Nein. Klar war die Sache eigentlich nur, wenn jemand bei einer Kontrolle allein im Auto gesessen und Maske getragen hat. Wenn dagegen jemand angehalten wurde und noch eine weitere Person im Auto saß, dürfte es schwierig geworden sein. Der Polizist muss nämlich, bevor er den Betroffenen zum Sachverhalt befragt, ihn erst noch über dessen Auskunftsverweigerungsrecht belehren. Wer schlau ist, hat davon Gebrauch gemacht. Dann sollte der Beamte vernünftigerweise zugunsten des Fahrers unterstellt haben, dass der die Maske zum Eigenschutz und zum Schutz seiner Insassen getragen hat.

Wie groß ist die Chance, die Identität von Maskenträgern herauszubekommen, die durch stationäre Tempo- oder Rotlichtblitzer erfasst worden sind?

Gerichte oder Behörden können im Zweifelsfall anthropologische Gutachten anfordern. Insgesamt sind es wohl rund 40 Merkmale im Gesicht, die sich auf Übereinstimmung überprüfen lassen. Je mehr Treffer es gibt, desto wahrscheinlicher ist es, dass die verdächtigte Person tatsächlich am Steuer saß. Das Ohr ist übrigens eines der wichtigsten Merkmale und ähnlich einzigartig wie ein Fingerabdruck. Zudem ist bei Firmenautos an eventuell vorhandene Fahrtenbücher und bei Lastkraftwagen und Bussen an Fahrtenschreiber zu denken, die jemanden überführen können.

Die Botschaft ist also: Fühle dich nicht zu sicher, wenn Du mit einer Maske im Gesicht geblitzt worden bist?

Genau. Man könnte am Ende doch überführt werden. Bei einem Verdächtigen mit Maske, Ohrenschützern und Sonnenbrille wird die Überführung mithilfe eines anthropologischen Gutachtens dann allerdings schwierig.
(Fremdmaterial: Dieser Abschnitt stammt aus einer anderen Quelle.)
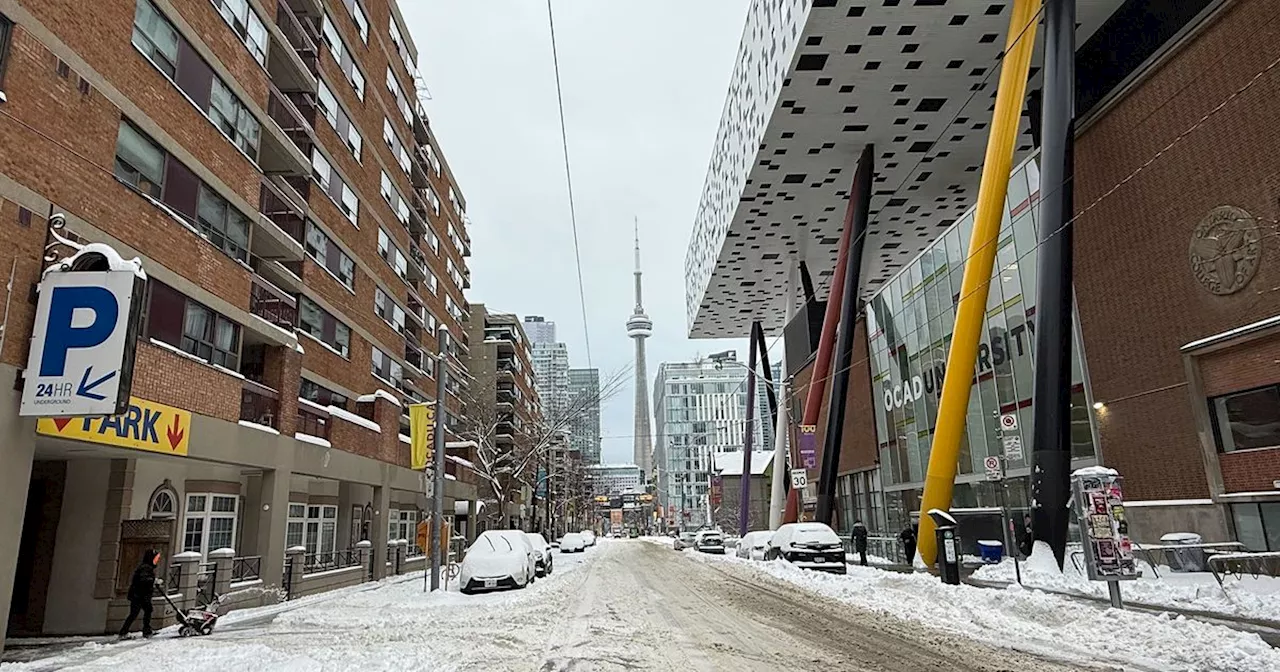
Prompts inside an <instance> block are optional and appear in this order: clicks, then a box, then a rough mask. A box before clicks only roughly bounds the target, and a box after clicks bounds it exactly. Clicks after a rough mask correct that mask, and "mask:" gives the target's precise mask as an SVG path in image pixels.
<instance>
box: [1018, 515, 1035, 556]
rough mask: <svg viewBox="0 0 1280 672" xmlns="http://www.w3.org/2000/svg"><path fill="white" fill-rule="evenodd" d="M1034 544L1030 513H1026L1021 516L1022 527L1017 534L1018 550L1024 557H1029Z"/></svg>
mask: <svg viewBox="0 0 1280 672" xmlns="http://www.w3.org/2000/svg"><path fill="white" fill-rule="evenodd" d="M1034 544H1036V535H1034V534H1033V532H1032V515H1030V513H1027V515H1025V516H1023V529H1021V530H1019V535H1018V550H1019V552H1020V553H1021V554H1023V557H1024V558H1029V557H1030V554H1032V547H1033V545H1034Z"/></svg>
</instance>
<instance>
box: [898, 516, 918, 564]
mask: <svg viewBox="0 0 1280 672" xmlns="http://www.w3.org/2000/svg"><path fill="white" fill-rule="evenodd" d="M897 538H899V540H900V541H902V550H905V552H906V563H908V564H915V526H914V525H908V526H906V527H904V529H902V531H901V532H897Z"/></svg>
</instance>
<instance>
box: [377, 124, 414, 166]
mask: <svg viewBox="0 0 1280 672" xmlns="http://www.w3.org/2000/svg"><path fill="white" fill-rule="evenodd" d="M383 141H384V142H387V146H388V147H389V148H390V150H392V155H394V156H396V163H398V164H399V165H401V170H403V172H404V174H406V175H408V174H410V172H411V164H410V159H408V151H407V150H406V148H404V143H403V142H401V141H399V136H397V134H396V128H394V127H392V120H390V119H388V118H387V116H383Z"/></svg>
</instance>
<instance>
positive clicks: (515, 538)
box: [458, 530, 538, 595]
mask: <svg viewBox="0 0 1280 672" xmlns="http://www.w3.org/2000/svg"><path fill="white" fill-rule="evenodd" d="M536 575H538V567H536V564H535V561H534V548H532V547H531V545H529V539H526V538H525V532H521V531H518V530H488V531H485V532H483V534H481V535H480V536H477V538H476V540H475V543H472V544H471V547H470V548H467V554H466V557H465V558H462V570H461V572H460V576H458V585H460V586H461V590H462V593H465V594H467V595H470V594H472V593H476V591H479V590H497V589H500V588H517V589H520V588H525V586H526V585H529V584H531V582H532V581H534V579H535V577H536Z"/></svg>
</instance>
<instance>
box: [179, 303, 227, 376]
mask: <svg viewBox="0 0 1280 672" xmlns="http://www.w3.org/2000/svg"><path fill="white" fill-rule="evenodd" d="M180 347H182V349H184V351H187V352H189V353H192V355H195V356H196V357H200V358H202V360H205V361H207V362H209V364H215V365H218V366H221V367H225V369H230V370H232V371H234V370H237V369H238V367H239V325H238V324H236V323H233V321H230V320H228V319H227V317H224V316H221V315H219V314H218V312H214V311H212V310H210V308H207V307H205V306H202V305H200V303H197V302H195V301H191V300H187V317H186V320H184V321H183V329H182V346H180Z"/></svg>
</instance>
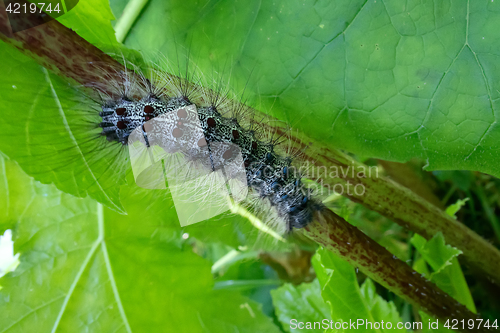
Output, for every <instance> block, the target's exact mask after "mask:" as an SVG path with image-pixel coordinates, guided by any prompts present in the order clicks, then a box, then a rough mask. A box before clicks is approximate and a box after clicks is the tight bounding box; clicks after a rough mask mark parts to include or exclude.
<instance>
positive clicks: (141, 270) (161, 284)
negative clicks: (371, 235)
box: [0, 159, 279, 333]
mask: <svg viewBox="0 0 500 333" xmlns="http://www.w3.org/2000/svg"><path fill="white" fill-rule="evenodd" d="M1 162H2V165H5V166H6V168H5V169H6V172H5V175H4V177H5V178H6V180H7V184H8V189H9V191H7V192H0V202H2V203H6V202H7V203H8V204H9V206H10V207H9V214H13V216H17V218H18V220H17V223H16V228H15V234H16V241H15V251H16V252H20V253H21V264H20V265H19V267H18V268H17V269H16V270H15V271H14V272H11V273H9V274H7V275H6V276H5V277H3V278H2V279H1V280H0V284H1V285H2V287H3V289H2V290H1V291H0V323H1V328H2V332H28V331H34V330H35V329H36V331H37V332H50V331H56V329H57V331H59V332H84V331H94V332H118V331H119V332H153V331H165V332H207V331H212V332H234V331H239V332H248V333H250V332H252V333H253V332H279V330H278V329H277V328H276V327H275V326H274V324H272V322H271V320H270V319H269V318H267V317H266V316H265V315H263V314H262V312H261V310H260V306H258V305H257V304H255V303H254V302H252V301H250V300H249V299H247V298H245V297H243V296H241V295H239V294H238V293H236V292H231V291H214V290H212V286H213V279H212V275H211V273H210V264H209V263H208V262H207V261H206V260H204V259H202V258H200V257H199V256H197V255H195V254H194V253H193V252H192V250H191V248H190V247H189V246H187V244H186V243H185V242H184V241H183V240H182V238H181V235H180V233H179V228H176V227H174V226H175V224H174V221H175V223H176V218H175V212H174V211H173V210H172V209H169V208H170V206H171V203H170V202H169V201H168V198H165V197H164V196H158V195H155V193H152V192H146V191H144V190H141V189H137V188H136V189H135V190H134V194H133V195H132V194H131V193H130V192H129V193H127V197H128V198H129V199H128V200H125V201H124V206H125V207H126V208H127V211H128V215H127V216H124V215H121V214H118V213H116V212H114V211H111V210H109V209H106V208H103V206H101V205H100V204H99V203H97V202H96V201H94V200H91V199H79V198H75V197H73V196H71V195H68V194H64V193H61V192H60V191H58V190H57V189H56V188H55V187H54V186H52V185H42V184H39V183H37V182H34V181H33V180H32V179H31V178H29V177H27V176H26V175H24V174H23V173H22V171H21V170H20V169H19V167H17V166H16V165H15V164H14V163H13V162H10V161H4V160H3V159H2V161H1ZM18 184H23V187H22V191H21V190H20V188H19V187H18V186H19V185H18ZM127 189H129V188H127ZM11 203H12V204H11Z"/></svg>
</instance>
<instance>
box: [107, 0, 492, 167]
mask: <svg viewBox="0 0 500 333" xmlns="http://www.w3.org/2000/svg"><path fill="white" fill-rule="evenodd" d="M123 2H124V0H123V1H120V0H114V1H111V5H112V8H113V9H114V10H115V11H116V14H117V15H118V14H119V13H120V9H121V8H123ZM499 19H500V3H499V2H498V1H468V0H459V1H428V2H425V3H420V2H407V3H403V4H402V3H401V1H399V0H384V1H363V0H358V1H350V0H342V1H302V0H301V1H285V0H282V1H272V2H269V1H262V2H261V1H245V2H239V3H238V4H235V3H234V2H233V1H230V0H224V1H215V0H204V1H199V2H188V3H186V1H181V0H175V1H162V0H152V1H151V2H150V3H149V5H148V6H147V7H146V8H145V9H144V11H143V12H142V13H141V15H140V17H139V18H138V20H137V22H136V23H135V25H134V26H133V28H132V29H131V31H130V33H129V35H128V37H127V39H126V40H125V44H126V45H128V46H129V47H132V48H136V49H140V50H143V51H144V52H146V53H147V54H148V55H150V56H153V57H154V56H155V55H156V54H157V52H162V53H163V54H165V56H166V57H167V59H170V60H172V59H177V55H178V54H179V53H180V54H182V53H184V51H185V50H189V51H188V52H189V54H190V57H191V59H192V60H193V62H194V63H195V64H196V65H197V66H199V68H200V69H201V71H202V72H203V73H205V74H209V73H212V72H213V71H214V70H215V71H219V72H224V71H226V72H227V71H229V69H231V71H232V74H233V77H234V79H233V81H232V82H231V83H232V84H234V86H235V87H239V88H241V87H243V86H244V85H245V83H246V82H247V80H248V75H249V72H253V74H252V76H253V80H252V81H253V82H255V83H256V84H254V85H252V84H251V85H249V87H248V88H247V91H248V92H250V93H254V94H258V96H259V101H260V103H261V105H262V110H263V111H264V112H266V110H268V109H269V108H271V106H272V110H273V112H274V114H275V115H277V116H278V117H279V118H281V119H284V120H287V121H291V123H292V125H293V126H294V127H297V128H299V129H301V130H303V131H304V132H306V133H307V134H309V135H310V136H312V137H313V138H315V139H317V140H319V141H322V142H324V143H328V144H332V145H335V146H336V147H340V148H344V149H347V150H349V151H351V152H354V153H357V154H362V155H367V156H374V157H379V158H383V159H389V160H396V161H407V160H409V159H411V158H412V157H420V158H422V159H426V160H427V162H428V166H427V168H428V169H431V170H432V169H469V170H479V171H483V172H487V173H491V174H494V175H497V176H498V175H499V174H500V169H499V167H498V163H496V160H497V158H498V156H499V145H498V142H500V140H499V137H500V130H499V127H498V126H499V125H498V122H497V117H498V115H497V113H498V112H497V109H498V101H499V100H500V99H499V98H498V97H499V92H498V91H499V90H500V89H499V86H498V80H496V78H497V77H498V76H499V75H500V72H499V68H500V66H499V64H498V61H499V60H498V59H500V58H499V57H498V55H499V53H498V52H499V51H498V50H500V44H499V43H500V39H498V38H497V36H496V31H497V30H498V29H497V28H496V26H497V22H498V21H499ZM173 45H175V47H172V46H173ZM174 62H175V60H174Z"/></svg>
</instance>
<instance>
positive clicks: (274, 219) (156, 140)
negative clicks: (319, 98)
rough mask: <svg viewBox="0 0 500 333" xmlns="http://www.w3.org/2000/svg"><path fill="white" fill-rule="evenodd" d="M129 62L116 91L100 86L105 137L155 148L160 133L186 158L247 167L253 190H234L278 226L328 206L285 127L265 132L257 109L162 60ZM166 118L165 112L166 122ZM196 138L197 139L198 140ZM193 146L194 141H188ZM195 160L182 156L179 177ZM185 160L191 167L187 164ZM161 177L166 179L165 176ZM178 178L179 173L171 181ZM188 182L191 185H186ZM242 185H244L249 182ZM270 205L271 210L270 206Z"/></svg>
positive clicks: (227, 175) (296, 222)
Bus- und Taxifahrer konnten in den vergangenen Monaten Ausnahmegenehmigungen beantragen und damit schon legal Maske am Steuer tragen. Einer Ihrer Kollegen sagte der SZ kürzlich, theoretisch wäre das auch für Privatleute möglich. Er sehe aber keinen Grund, warum solchen Antrag stattgegeben werden sollte.

Ich weiß nicht, wie Verwaltungsbehörden mit Anträgen umgegangen sind, wenn es beispielsweise darum ging, regelmäßig erkrankte Angehörige mit dem Auto zu transportieren. Das war eine reine Abwägungsfrage. Was ist wichtiger: der Gesundheitsschutz der Insassen oder der Schutz der Allgemeinheit vor nicht entdeckten Ordnungswidrigkeiten? Beim Taxifahrer kann ich nachvollziehen, wieso „pro Maske“ entschieden wurde. Diese Gruppe zählt zu den am meisten Gefährdeten. Der Virologe Professor Alexander Kekulé hat Taxifahrern kürzlich sogar empfohlen, zwei Masken übereinander zu tragen: eine FFP2-Maske und noch eine normale.

Was halten Sie von den Plänen des Bundesverkehrsministeriums, auch über das Ende der Pandemie hinaus das Mitführen von FFP2-Masken im Auto vorzuschreiben?

Ich halte das für nicht sinnvoll. Wir haben beim Autofahren vor Corona keine FFP2-Masken benötigt und werden diese auch nicht mehr benötigen, wenn die Pandemie eines Tages überstanden ist. Ich sehe hier keinen Regelungsbedarf des Gesetzgebers und gehe davon aus, dass derartige Pläne nicht ernsthaft weiterverfolgt werden.

Das Gespräch führte Andreas Rentsch.